The Rudder (Greek: “Pedalion”) is a classic compilation of the holy canons or Orthodox canon law. Originally assembled by Nicodemus the Hagiorite and Agapius the Monk on Mount Athos in 1800, this work includes a dedication to Orthodox Christians from both Nicodemus and Agapius, along with a letter and recommendation on this edition from the Patriarch of Constantinople (ca. 1802) NEOPHYTOS VII. The present edition was translated into English from the fifth edition by Denver Cummings in 1957, and re-published at that time by the Orthodox Christian Educational Society of Chicago, Illinois. The Rudder is so named because of the symbolism often employed in the Eastern Orthodox tradition of the Catholic Church of Jesus Christ as a ship at sea. The master of the vessel is Jesus Christ, the sailors the holy Apostles and their successors, and the passengers all Orthodox Christians. The sea is symbolic of our present life, with the rudder of the ship representative of these holy canons, keeping the Church on course and safe from temptation.

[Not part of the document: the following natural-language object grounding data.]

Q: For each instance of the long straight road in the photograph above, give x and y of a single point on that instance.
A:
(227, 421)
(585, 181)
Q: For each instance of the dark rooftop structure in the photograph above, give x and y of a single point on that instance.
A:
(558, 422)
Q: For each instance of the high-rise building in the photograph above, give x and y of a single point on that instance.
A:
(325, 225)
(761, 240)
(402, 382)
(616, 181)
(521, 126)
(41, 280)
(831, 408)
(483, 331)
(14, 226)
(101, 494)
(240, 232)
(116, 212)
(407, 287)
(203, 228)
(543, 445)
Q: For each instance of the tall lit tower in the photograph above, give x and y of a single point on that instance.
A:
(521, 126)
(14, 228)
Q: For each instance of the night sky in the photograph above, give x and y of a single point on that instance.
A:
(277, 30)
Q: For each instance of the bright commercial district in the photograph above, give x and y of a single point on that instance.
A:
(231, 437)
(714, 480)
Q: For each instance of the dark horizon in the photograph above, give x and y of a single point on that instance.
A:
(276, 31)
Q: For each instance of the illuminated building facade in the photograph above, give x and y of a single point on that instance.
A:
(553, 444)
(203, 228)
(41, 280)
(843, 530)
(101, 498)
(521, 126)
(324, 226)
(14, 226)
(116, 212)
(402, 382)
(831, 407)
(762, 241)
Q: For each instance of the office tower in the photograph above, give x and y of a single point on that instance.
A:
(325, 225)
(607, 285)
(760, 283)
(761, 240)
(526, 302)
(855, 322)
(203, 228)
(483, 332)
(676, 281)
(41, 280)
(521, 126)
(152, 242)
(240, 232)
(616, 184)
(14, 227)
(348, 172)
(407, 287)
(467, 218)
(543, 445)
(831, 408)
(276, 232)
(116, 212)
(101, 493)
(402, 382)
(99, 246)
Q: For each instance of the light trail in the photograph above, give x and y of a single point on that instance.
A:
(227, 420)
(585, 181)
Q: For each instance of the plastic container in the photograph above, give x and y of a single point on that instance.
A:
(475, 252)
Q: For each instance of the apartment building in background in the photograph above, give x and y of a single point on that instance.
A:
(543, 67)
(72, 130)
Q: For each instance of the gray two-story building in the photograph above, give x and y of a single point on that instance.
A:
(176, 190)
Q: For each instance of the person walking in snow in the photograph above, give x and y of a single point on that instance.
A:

This work includes the 85 Canons of the Holy Apostles, the Canons of the first seven Ecumenical Councils, the Canons of the Regional Synods, the Canons of the Holy Fathers (e.g., of Sts. Basil the Great, Gregory of Nyssa, and Cyril of Alexandria), and a number of various instructions and forms for letters.
By adding this pivotal work to your Logos library, you can easily do searches throughout the canons for shared themes or topics, cross-references with scriptural citations, and even reference works by the Church Fathers that touch on the same topics as their canons (as with Basil the Great and Athanasius of Alexandria, for example). Whether you are a scholar interested in the finer issues (and interpretations) of canonical law in the Orthodox tradition, or simply a layperson wanting to know more about how the early Church addressed various issues of piety and worship, the Logos edition of the Rudder (in both Greek and English) is a must-have collection.
Nicodemus the Hagiorite (aka Nicodemus of the Holy Mountain and Nicodemus the Athonite) was an Orthodox Christian monastic, author, canonist, author of numerous Lives of the Saints and liturgical poetry, and compiler/editor of pivotal Orthodox writings such as the Philokalia, the Rudder, and the collected writings of both St. Symeon the New Theologian and St. Gregory Palamas. Born in Naxos, Greece in 1749, Nicodemus was tonsured as a monk at the Dionysiou monastery on Mount Athos in 1775. He reposed in the Lord in 1809 and was glorified as a Saint by the Orthodox Church in 1955. His feast day is celebrated on July 14.
Agapius the Monk was a friend of Nicodemus, fellow editor of the original 1800 Greek edition of the Rudder, and fellow monk (a Hieromonk or “priest-monk”) on Mount Athos.